De Woestyne is an artist I knew nothing about prior to this exhibition, and I was completely floored by this retrospective. Undoubtedly, Woestyne has become one of my favorite artists of all time.
Gustave lived and worked in Belgium his entire life (1881 - 1947), save a few years spent in Great Britain during the First World War. He was a deeply introverted, and religiously inspired person which translates through his work, making it thoroughly distinct, and ladened with personality. His work falls into the Symbolism movement of the late 19th century. Originating out of France and Belgium, Symbolism (following the drama and glory of the Romanticists) was a very personal, intuitive, yet a broad geographic reach. Works, specifically those of De Woestyne, mesh the audacity and drama of Romanticism, with the austerity and ambiguity of the "decadent" and Pre-Raphaelites movement.

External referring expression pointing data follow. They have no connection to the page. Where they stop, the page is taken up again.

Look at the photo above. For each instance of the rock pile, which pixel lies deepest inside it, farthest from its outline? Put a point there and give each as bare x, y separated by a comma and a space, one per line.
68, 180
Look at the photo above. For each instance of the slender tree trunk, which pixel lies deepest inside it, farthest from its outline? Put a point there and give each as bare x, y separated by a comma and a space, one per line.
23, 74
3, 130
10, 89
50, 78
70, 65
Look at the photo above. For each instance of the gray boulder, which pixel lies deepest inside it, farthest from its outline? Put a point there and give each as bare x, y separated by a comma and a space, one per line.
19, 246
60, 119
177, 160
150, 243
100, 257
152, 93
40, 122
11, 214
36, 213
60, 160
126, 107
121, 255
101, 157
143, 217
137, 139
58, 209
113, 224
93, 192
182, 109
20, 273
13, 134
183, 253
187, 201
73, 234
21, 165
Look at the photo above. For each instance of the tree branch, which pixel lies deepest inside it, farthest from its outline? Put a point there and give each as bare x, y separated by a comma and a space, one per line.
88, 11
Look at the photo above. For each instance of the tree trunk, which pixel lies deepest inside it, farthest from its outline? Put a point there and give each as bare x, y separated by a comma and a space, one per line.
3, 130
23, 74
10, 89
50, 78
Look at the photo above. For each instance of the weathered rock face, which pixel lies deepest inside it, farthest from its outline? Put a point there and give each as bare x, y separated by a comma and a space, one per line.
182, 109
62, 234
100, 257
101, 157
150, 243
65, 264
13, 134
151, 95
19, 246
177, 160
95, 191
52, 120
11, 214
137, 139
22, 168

Woestyne's work was heavily influenced by the previously stated movements, as well as Flemish and Italian Primitives and other iconographic work.

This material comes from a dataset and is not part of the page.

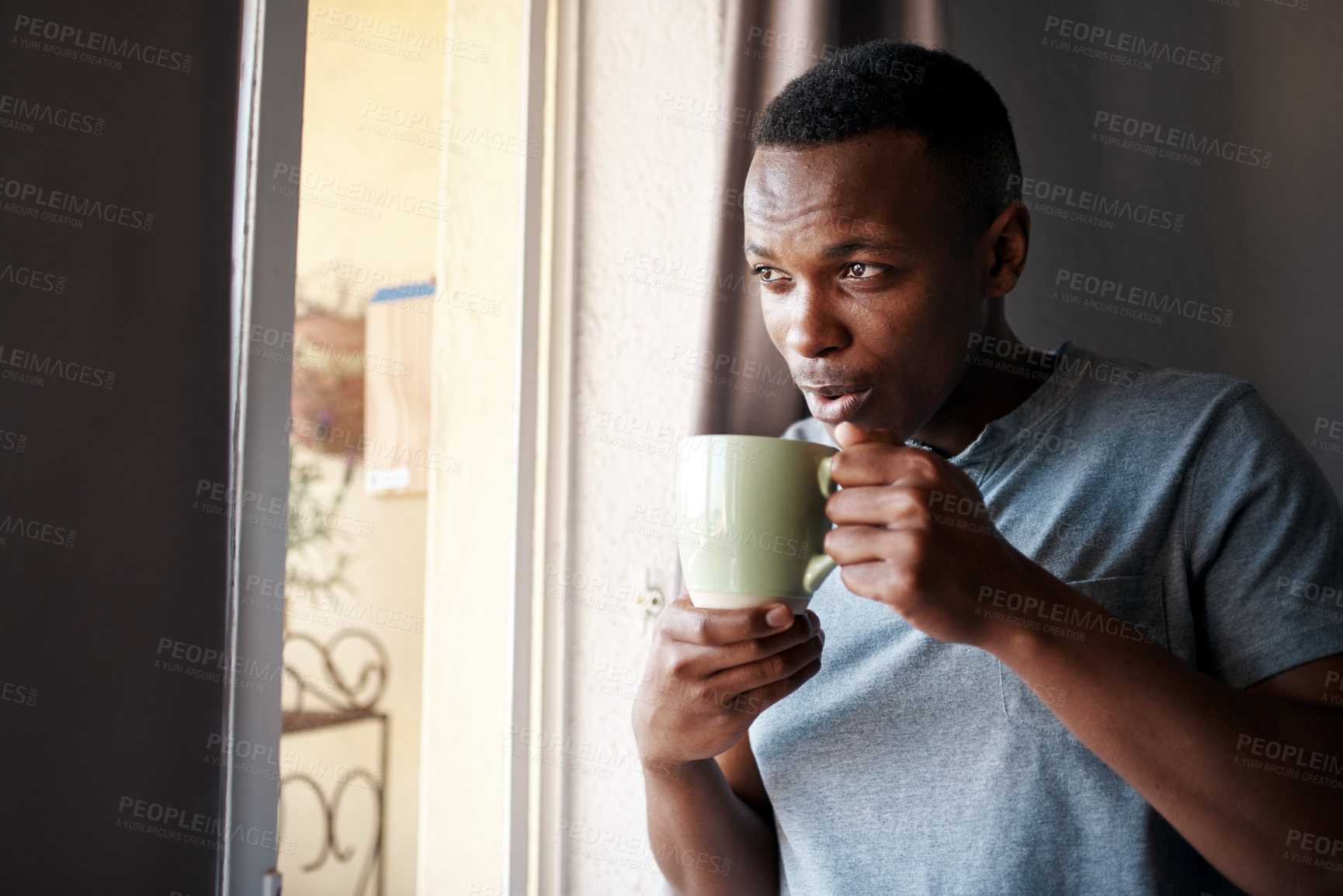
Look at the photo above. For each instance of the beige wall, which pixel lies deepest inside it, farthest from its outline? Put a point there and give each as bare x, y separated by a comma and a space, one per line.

His works contain a subtle yet jarring tension; impeccable draughtsmanship and sheer ability met with knowledgeable and deliberate distortions of figures and other elements. Combined, these elements bring about haunting paintings with classical abilities and avant-garde compositions that are quite timeless.
The exhibition was broken down like any typical retrospective; chronological, highlighting each period of his work. Not so surprising, it was a bit hard to find De Woestyne's work online. Though his work is really amazing, it is not so well known. Here are some of my particular favorites that I manage to capture.
watercolor, pastel, pencil on paper
Portrait of Karel Van De Woestijne (1910)
graphite on paper
Self Portrait (1912)
watercolor and oil
Portrait of Professor Fabrice Polderman (1919)
oil on canvas
Christ Shows His Wounds (1921)
oil on canvas
The Liqueur Drinkers (c. 1922)
charcoal and oil on paper
Gaston and His Sister (1923)
Fragments (above and below) of
Christ & His Apostles from the Last Supper (1927)
casein, charcoal, chalk on canvas
His work inspires me in so many ways, I am at a loss for words. The stylization, experimentation, the subtle somewhat dark sense of humor and overall sensibility of the artist really shines through his work. His technique and sheer drawing ability are so in line with my aesthetic It is truly timeless pieces, and I feel as if my art will never be the same after experiencing this show.